ABM (MGG_04777) is a monooxidase gene located in a putative secondary metabolite BGC with a PKS gene (MGG_04775) (Patkar et al., 2015). Although the role of Abm (antibiotic biosynthesis monooxygenase) in this gene cluster is unclear, it can oxidize endogenous free jasmonic acid (JA) into 12OH-JA in P. oryzae, which is secreted during infection and helps evade the defense response by inhibiting JA-signaling induction. Loss of Abm in P. oryzae causes accumulation of methyl JA, which induces host defense and blocks fungal infection. In addition, Abm itself is secreted after infection and is predicted to convert plant JA into 12OH-JA to facilitate host colonization.

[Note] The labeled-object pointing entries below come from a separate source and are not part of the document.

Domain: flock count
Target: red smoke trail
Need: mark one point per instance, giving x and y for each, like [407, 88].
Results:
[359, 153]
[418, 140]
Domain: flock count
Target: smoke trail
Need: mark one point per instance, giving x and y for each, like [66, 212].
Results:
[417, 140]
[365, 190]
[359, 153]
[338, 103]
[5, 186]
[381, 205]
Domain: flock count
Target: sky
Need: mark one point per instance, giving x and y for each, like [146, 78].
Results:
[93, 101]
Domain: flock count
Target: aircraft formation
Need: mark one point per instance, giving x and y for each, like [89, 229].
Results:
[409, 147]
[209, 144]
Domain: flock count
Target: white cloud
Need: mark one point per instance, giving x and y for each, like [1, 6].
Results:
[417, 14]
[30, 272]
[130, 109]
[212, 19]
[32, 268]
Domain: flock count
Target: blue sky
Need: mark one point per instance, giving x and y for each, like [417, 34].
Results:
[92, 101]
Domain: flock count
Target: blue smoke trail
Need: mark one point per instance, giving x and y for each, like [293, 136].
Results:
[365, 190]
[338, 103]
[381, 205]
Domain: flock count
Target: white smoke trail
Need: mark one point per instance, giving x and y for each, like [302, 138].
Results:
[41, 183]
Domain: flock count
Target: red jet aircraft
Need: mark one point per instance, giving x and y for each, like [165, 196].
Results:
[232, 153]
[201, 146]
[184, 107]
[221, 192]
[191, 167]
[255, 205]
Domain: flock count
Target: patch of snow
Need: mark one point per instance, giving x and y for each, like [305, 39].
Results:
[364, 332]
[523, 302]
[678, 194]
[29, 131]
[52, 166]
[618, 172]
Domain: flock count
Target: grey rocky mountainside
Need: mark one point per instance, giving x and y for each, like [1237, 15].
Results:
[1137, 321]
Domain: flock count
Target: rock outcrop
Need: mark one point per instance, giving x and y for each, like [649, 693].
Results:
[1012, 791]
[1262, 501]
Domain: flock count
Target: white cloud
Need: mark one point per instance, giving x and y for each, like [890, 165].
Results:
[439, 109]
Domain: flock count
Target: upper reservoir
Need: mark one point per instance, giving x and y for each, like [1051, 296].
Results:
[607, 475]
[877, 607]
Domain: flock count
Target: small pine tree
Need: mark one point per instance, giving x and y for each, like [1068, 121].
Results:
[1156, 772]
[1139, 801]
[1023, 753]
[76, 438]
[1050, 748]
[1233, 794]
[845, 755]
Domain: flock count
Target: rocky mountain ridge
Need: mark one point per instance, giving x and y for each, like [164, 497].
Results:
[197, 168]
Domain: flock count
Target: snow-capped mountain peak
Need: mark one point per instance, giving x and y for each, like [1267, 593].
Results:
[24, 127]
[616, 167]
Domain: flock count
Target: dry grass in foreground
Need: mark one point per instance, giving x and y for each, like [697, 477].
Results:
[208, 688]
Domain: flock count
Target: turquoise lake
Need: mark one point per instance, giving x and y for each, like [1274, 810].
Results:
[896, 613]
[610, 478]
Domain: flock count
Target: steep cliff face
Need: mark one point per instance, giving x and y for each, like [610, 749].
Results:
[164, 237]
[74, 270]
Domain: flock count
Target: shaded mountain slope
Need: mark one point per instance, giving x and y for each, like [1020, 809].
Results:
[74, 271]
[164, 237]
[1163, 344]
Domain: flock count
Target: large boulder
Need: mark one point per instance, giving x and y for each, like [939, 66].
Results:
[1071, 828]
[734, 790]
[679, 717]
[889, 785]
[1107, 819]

P. oryzae also produces other plant hormones, such as abscisic acid (ABA) (Jiang et al., 2010), auxins (indole-3-acetic acid [IAA]) (Tanaka et al., 2011a), and cytokinins (CKs) (Jiang et al., 2013), and their biosynthetic genes for ABA and CKs have been described (Chanclud et al., 2016; Spence et al., 2015). Gene disruption of MoABA4/MGG_07514, a homolog of the Botrytis cinerea ABA4 gene responsible for ABA biosynthesis, reduces ABA levels by twofold (Spence et al., 2015). The virulence of the ΔMoaba4 strain was strongly reduced, suggesting that ABA contributes to the virulence of P. oryzae. CKS1/MGG_04857 encodes a putative tRNA-isopentenyl transferase required for CK biosynthesis (Chanclud et al., 2016). The interaction between the Δcsk1 strain and rice plants was analyzed. This analysis suggested that P. oryzae-derived CKs are required for full virulence by affecting nutrient distribution, fungal oxidative stress tolerance, and rice defenses.

Conclusions

P. oryzae has numerous secondary metabolism genes, and some secondary metabolites are expected to be required for rice infection. In this review, we focused on the biosynthesis and biological roles of secondary metabolites in this fungus. Five groups of secondary metabolites (melanin, TeA, nectriapyrones, pyriculols, and penicillin G) have been indicated to be produced by P. oryzae. Biosynthetic genes for three (TeA, nectryapyrone, and penicillin G) of the five groups of secondary metabolites were identified by activating secondary metabolism. TeA and nectryapyrones were induced by genetic modification of TCS factors. Penicillin G was induced by overexpression of a laeA homolog. Activation of secondary metabolism is a useful method for the identification of secondary metabolites and their biosynthetic genes. DHN-melanin is a well-characterized secondary metabolite that is required for rice infection. Unexpectedly, identification and analysis of the biosynthetic genes showed that three groups of secondary metabolites (TeA, nectriapyrones, and pyriculols) are not required for rice infection. Nectriapyrones, pyriculols, and penicillin G show antibacterial activity and are predicted to be involved in the interactions with bacteria. Control of plant pathogenic fungi is important in agriculture. Elucidating the roles of secondary metabolites in plant pathogenic fungi will help in the development of agrochemicals.